Sahara
- Hardcover first edition
- Author: Michael Palin
- Language: English
- Series: Michael Palin's Trips
- Genre: Travel literature
- Publisher: Weidenfeld & Nicolson
- Publication date: 2002
- Publication place: United Kingdom
- Media type: Print (Hardback & Paperback)
- Pages: 288
- ISBN: 0-297-84303-6
- OCLC: 50054723
- Preceded by: Hemingway Adventure
- Followed by: Himalaya

= Sahara (Palin book) =

Book written by Michael Palin

Sahara is the book that Michael Palin wrote to accompany the BBC television documentary series Sahara with Michael Palin.
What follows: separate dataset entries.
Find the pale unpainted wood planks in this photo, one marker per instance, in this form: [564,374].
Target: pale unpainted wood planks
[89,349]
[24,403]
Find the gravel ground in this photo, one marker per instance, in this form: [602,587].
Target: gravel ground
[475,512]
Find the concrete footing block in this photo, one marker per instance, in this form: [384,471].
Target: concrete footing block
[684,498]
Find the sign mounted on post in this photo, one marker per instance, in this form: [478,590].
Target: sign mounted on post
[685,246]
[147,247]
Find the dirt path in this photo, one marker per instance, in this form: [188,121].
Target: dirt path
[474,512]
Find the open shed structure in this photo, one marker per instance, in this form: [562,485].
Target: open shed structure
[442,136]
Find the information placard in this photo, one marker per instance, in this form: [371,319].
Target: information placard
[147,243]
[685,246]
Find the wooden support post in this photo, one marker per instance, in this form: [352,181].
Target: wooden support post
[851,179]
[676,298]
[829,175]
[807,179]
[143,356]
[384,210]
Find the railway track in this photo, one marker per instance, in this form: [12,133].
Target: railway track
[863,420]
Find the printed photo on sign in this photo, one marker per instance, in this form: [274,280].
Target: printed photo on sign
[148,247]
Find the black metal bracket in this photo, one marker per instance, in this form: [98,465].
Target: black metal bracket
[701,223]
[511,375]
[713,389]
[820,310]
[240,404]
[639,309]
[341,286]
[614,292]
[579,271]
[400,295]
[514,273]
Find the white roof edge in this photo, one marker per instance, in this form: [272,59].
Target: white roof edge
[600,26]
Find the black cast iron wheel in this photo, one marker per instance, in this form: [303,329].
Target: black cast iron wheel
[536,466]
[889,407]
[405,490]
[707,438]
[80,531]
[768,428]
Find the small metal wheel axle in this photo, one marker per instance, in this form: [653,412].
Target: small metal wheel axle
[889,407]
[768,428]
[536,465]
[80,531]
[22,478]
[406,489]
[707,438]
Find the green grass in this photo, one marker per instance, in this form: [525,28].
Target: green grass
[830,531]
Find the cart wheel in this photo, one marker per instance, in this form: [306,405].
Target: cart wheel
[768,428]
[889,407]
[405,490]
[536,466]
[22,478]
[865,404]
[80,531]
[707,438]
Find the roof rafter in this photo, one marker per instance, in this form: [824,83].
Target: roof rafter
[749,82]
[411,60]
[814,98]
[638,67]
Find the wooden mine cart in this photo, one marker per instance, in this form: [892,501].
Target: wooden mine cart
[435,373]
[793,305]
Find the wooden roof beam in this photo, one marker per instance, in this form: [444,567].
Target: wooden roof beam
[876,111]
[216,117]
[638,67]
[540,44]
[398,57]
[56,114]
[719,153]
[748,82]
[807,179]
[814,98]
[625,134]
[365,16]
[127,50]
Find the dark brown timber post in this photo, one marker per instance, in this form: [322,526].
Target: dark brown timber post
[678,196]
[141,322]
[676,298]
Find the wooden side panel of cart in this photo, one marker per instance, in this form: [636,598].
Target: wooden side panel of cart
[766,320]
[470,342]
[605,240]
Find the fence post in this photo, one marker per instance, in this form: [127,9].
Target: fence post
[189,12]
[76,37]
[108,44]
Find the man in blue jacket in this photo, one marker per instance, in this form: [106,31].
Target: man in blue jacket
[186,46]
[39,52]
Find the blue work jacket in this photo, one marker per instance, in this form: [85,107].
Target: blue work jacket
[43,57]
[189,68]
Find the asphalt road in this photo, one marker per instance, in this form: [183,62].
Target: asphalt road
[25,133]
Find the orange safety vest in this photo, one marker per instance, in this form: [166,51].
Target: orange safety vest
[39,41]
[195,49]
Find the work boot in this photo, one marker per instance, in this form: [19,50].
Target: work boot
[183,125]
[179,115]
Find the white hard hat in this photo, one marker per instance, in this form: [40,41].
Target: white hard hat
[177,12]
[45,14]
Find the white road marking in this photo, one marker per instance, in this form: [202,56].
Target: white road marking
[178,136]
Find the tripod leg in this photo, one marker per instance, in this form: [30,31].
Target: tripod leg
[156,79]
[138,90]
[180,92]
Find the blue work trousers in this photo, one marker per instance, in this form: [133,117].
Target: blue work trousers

This book, like the other books that Palin wrote following each of his seven trips for the BBC, consists both of his text and of many photographs to illustrate the trip. All of the pictures in this book were taken by Basil Pao, the stills photographer who was part of the team who did the trip (Basil Pao also produced a book, Inside Sahara, containing many more of his pictures).

This trip involved traveling all around and through the Sahara Desert, starting and ending at Gibraltar. The book contains 13 chapters: Gibraltar, Morocco, Algeria, Western Sahara, Mauritania, Senegal, Mali, Niger, Algeria, Libya, Tunisia, Algeria, and Gibraltar. The reason Algeria is featured three times is that the trip first cut through part of western Algeria, then later up through south, central and eastern Algeria, and finally on the return trip followed the Mediterranean coast of northern Algeria. Some of these countries are huge; for example, Algeria is four times the size of France or three times the size of Texas. The Sahara Desert is roughly the same size as the United States, and the trip covered 10,000 miles (16,000 km.) and took three months.

The book is presented in a diary format; Palin starts each section of the book with a heading like "Day Forty-Two: Djenne". However, not all days are mentioned, a result of this trip being broken up into shorter trips, a fact that is not mentioned in the TV programme.

== Audio edition ==
This book is available as an audiobook, read by Michael Palin. There are two versions available. The abridged version lasts 6 hours and the unabridged version 9 hours, 52 minutes.